Back in Roxbury, I stopped at the little Roxbury Market & Deli, where Monroe did her shopping. With a few aisles of locally made jams and everyday staples, it’s the closest thing the town has to a grocery store. One can imagine her attempting to play the role of housewife here. One can imagine, too, how bored the Hollywood star, so accustomed to cameras and adulation, quickly became.

Roxbury, after all, is a peaceful place. Aside from admiring the town’s colonial houses and steepled churches, its biggest draw may be its forests. The Roxbury Land Trust maintains 2,575 acres of trail-crossed nature preserves, much of its land given by the same icons who lived here: there is the 32-acre Matthau Preserve, the 22-acre Styron Preserve, the 27-acre Widmark Preserve and, yes, the 55-acre Arthur and Inge Morath Miller Preserve.

A peaceful town, yes. But for someone like Monroe, who thrived on public attention as much as she reviled it, it wasn’t the right fit. Nor, it seems, was Miller. The two divorced in 1961. Nineteen months later, Monroe died.

Miller lived out the rest of his days in Roxbury – playing tennis with Frank McCourt and Mia Farrow, who still lives in the next town over, tinkering with his plumbing, clearing fields and, of course, writing. He passed away there in 2005 at the age of 89.

At Roxbury’s only restaurant, Mamie’s (the cafe-deli at the market aside), I had blueberry pancakes with maple syrup at one of the wooden tables, overlooking the brightly coloured trees that bordered the Shepaug River outside. The owner told my mother and I that she’d opened the restaurant seven years ago. When I mentioned Monroe and the others who had made the tiny town home, she nodded, smiling. “Mia Farrow was just in here last night,” she said. “And Daniel Day-Lewis is in here all the time. He’s the nicest guy, too.”

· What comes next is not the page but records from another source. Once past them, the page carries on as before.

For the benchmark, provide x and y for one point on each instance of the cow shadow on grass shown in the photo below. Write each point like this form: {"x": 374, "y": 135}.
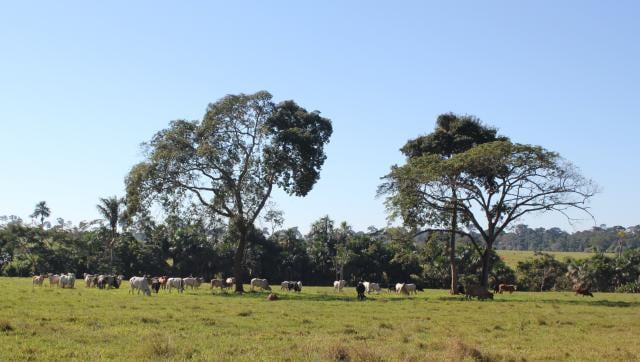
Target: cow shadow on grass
{"x": 311, "y": 297}
{"x": 581, "y": 301}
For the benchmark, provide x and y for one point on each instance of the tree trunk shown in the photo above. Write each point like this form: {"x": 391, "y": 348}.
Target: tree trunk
{"x": 484, "y": 280}
{"x": 239, "y": 255}
{"x": 452, "y": 251}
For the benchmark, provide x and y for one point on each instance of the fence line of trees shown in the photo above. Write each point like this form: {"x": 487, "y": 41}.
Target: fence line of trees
{"x": 185, "y": 246}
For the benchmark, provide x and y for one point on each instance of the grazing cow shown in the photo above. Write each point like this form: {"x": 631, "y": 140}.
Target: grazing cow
{"x": 54, "y": 279}
{"x": 295, "y": 286}
{"x": 582, "y": 290}
{"x": 284, "y": 285}
{"x": 263, "y": 284}
{"x": 374, "y": 287}
{"x": 175, "y": 283}
{"x": 163, "y": 282}
{"x": 412, "y": 289}
{"x": 399, "y": 287}
{"x": 155, "y": 285}
{"x": 272, "y": 297}
{"x": 37, "y": 280}
{"x": 360, "y": 289}
{"x": 192, "y": 282}
{"x": 109, "y": 281}
{"x": 88, "y": 278}
{"x": 117, "y": 281}
{"x": 219, "y": 283}
{"x": 480, "y": 292}
{"x": 102, "y": 282}
{"x": 68, "y": 280}
{"x": 141, "y": 284}
{"x": 507, "y": 288}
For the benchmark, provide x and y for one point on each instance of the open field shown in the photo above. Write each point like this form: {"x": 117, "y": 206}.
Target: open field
{"x": 318, "y": 324}
{"x": 512, "y": 257}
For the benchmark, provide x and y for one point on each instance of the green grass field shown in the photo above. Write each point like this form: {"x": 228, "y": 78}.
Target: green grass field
{"x": 317, "y": 325}
{"x": 512, "y": 257}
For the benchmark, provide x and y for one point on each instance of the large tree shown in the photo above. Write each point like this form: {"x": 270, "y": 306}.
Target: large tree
{"x": 497, "y": 183}
{"x": 41, "y": 211}
{"x": 111, "y": 210}
{"x": 231, "y": 161}
{"x": 453, "y": 134}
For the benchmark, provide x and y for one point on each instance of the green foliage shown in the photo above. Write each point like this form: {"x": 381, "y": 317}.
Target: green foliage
{"x": 542, "y": 273}
{"x": 633, "y": 287}
{"x": 323, "y": 325}
{"x": 230, "y": 162}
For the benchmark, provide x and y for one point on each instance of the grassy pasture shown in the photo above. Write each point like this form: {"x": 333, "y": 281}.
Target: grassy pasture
{"x": 512, "y": 257}
{"x": 88, "y": 324}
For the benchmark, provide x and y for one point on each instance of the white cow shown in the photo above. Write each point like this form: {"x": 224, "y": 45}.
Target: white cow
{"x": 54, "y": 279}
{"x": 37, "y": 280}
{"x": 263, "y": 284}
{"x": 284, "y": 285}
{"x": 406, "y": 289}
{"x": 68, "y": 280}
{"x": 373, "y": 287}
{"x": 411, "y": 288}
{"x": 139, "y": 284}
{"x": 192, "y": 282}
{"x": 89, "y": 280}
{"x": 175, "y": 283}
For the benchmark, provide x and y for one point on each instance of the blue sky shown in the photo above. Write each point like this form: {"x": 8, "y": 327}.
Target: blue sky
{"x": 82, "y": 84}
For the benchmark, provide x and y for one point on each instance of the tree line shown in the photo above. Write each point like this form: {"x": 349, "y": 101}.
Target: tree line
{"x": 462, "y": 180}
{"x": 190, "y": 245}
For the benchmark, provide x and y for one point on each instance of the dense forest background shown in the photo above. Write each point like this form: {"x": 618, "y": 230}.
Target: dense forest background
{"x": 183, "y": 245}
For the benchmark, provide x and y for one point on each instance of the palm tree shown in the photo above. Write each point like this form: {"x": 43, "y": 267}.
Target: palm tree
{"x": 109, "y": 208}
{"x": 42, "y": 211}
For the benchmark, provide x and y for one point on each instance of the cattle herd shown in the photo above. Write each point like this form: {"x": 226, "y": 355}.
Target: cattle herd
{"x": 147, "y": 285}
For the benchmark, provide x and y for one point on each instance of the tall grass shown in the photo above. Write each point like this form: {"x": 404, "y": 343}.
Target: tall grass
{"x": 316, "y": 325}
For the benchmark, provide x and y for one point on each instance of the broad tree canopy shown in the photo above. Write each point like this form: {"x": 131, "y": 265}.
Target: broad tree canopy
{"x": 497, "y": 183}
{"x": 231, "y": 160}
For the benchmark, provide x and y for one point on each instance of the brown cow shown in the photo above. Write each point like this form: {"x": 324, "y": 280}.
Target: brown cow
{"x": 507, "y": 288}
{"x": 477, "y": 291}
{"x": 582, "y": 290}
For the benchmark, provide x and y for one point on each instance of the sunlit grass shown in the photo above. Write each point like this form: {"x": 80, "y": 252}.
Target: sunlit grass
{"x": 512, "y": 257}
{"x": 317, "y": 324}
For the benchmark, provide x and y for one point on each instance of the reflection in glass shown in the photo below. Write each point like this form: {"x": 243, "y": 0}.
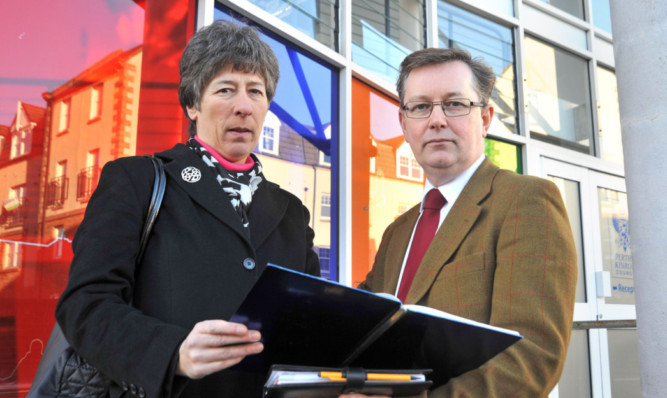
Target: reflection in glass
{"x": 70, "y": 98}
{"x": 458, "y": 28}
{"x": 315, "y": 18}
{"x": 602, "y": 15}
{"x": 571, "y": 196}
{"x": 295, "y": 147}
{"x": 609, "y": 117}
{"x": 576, "y": 378}
{"x": 384, "y": 32}
{"x": 572, "y": 7}
{"x": 558, "y": 97}
{"x": 624, "y": 363}
{"x": 615, "y": 240}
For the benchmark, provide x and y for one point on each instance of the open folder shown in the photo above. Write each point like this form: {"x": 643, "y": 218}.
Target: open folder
{"x": 286, "y": 381}
{"x": 310, "y": 321}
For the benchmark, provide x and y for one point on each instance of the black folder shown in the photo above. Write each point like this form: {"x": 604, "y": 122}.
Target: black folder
{"x": 310, "y": 321}
{"x": 286, "y": 381}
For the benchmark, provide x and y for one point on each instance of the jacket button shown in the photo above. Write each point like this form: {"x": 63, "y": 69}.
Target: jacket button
{"x": 249, "y": 263}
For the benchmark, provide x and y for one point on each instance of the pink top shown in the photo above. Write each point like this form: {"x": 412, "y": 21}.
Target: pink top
{"x": 249, "y": 163}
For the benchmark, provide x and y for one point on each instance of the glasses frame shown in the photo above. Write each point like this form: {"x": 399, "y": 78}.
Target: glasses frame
{"x": 442, "y": 106}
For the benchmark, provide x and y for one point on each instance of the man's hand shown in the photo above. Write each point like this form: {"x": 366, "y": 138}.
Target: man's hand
{"x": 214, "y": 345}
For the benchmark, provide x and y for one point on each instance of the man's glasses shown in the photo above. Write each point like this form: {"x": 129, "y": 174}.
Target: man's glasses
{"x": 452, "y": 107}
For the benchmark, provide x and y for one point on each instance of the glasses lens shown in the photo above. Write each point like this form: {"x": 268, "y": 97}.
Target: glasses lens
{"x": 418, "y": 109}
{"x": 456, "y": 107}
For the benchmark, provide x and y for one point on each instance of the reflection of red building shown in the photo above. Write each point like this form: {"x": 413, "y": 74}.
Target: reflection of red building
{"x": 94, "y": 120}
{"x": 21, "y": 163}
{"x": 50, "y": 162}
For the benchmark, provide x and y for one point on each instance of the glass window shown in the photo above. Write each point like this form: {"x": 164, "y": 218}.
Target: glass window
{"x": 407, "y": 166}
{"x": 570, "y": 191}
{"x": 624, "y": 363}
{"x": 504, "y": 155}
{"x": 558, "y": 97}
{"x": 270, "y": 139}
{"x": 63, "y": 120}
{"x": 602, "y": 15}
{"x": 88, "y": 176}
{"x": 384, "y": 32}
{"x": 325, "y": 260}
{"x": 304, "y": 119}
{"x": 576, "y": 378}
{"x": 572, "y": 7}
{"x": 316, "y": 18}
{"x": 494, "y": 43}
{"x": 609, "y": 117}
{"x": 325, "y": 206}
{"x": 95, "y": 102}
{"x": 615, "y": 240}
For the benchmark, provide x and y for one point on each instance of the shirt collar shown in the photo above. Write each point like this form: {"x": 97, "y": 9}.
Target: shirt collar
{"x": 453, "y": 189}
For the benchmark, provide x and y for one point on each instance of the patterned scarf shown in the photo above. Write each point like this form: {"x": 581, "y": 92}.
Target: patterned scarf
{"x": 238, "y": 185}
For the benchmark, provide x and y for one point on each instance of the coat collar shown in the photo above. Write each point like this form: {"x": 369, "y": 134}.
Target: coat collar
{"x": 266, "y": 210}
{"x": 459, "y": 221}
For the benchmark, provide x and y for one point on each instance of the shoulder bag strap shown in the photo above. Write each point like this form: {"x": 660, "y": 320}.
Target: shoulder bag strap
{"x": 154, "y": 207}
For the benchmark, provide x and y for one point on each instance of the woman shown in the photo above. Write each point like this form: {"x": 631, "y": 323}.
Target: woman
{"x": 219, "y": 224}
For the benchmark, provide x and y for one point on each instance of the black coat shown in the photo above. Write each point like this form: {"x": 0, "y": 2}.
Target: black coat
{"x": 192, "y": 270}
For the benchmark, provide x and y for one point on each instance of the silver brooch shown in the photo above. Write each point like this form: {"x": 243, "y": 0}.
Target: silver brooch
{"x": 191, "y": 174}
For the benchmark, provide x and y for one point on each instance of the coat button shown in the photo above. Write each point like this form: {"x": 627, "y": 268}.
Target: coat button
{"x": 249, "y": 263}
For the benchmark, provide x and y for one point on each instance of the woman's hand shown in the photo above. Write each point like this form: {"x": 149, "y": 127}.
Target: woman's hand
{"x": 214, "y": 345}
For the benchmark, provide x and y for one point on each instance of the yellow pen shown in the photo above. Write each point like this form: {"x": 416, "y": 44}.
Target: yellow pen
{"x": 338, "y": 376}
{"x": 388, "y": 376}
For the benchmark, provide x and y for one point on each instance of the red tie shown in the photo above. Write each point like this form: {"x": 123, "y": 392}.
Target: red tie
{"x": 426, "y": 228}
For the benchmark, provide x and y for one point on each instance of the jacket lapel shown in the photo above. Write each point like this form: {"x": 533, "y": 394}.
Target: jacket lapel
{"x": 453, "y": 230}
{"x": 397, "y": 249}
{"x": 206, "y": 191}
{"x": 266, "y": 211}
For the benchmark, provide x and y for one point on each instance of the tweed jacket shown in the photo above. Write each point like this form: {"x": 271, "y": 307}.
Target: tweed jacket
{"x": 199, "y": 264}
{"x": 503, "y": 256}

Miller, though, was the one I’d come to trace. And for an outsider, there weren’t many ways, apart from catching a glimpse of his house or walking through the Miller Preserve.

But Miller hadn’t just died in Roxbury. He’d also asked to be buried here. In one of Hurlbut’s last conversations with the writer, Miller had called him up, especially curious about how to get a tombstone in the case of his death. Hurlbut explained that for his father, they’d opted to create a tombstone from an old stone they’d found. The frugal Miller liked that idea. And where do you find one, he wanted to know. In the land of stone walls, Hurlbut said, he was sure Miller could find a stone he liked. A few weeks later, Miller called him back up. “I found it! I found the stone!” he said. It was from one of the walls on his property.

That’s how he was buried: with a stone, likely from a wall assembled decades, if not centuries, earlier, taken from his own property that he’d loved so much. At the cemetery next to the town clerk’s office, I stood in front of Miller’s rustic, unassuming-looking grave, next to his friend McCourt’s. And I remembered something else Hurlbut had said.

“It’s not Fifth Avenue or Beverly Hills,” he’d told me. “But you have to go a long way to beat this place.”

He was right. And past and present writers and artists like Miller must have agreed. I just hoped that Monroe, if only for moments at a time, had found a little bit of solace here too.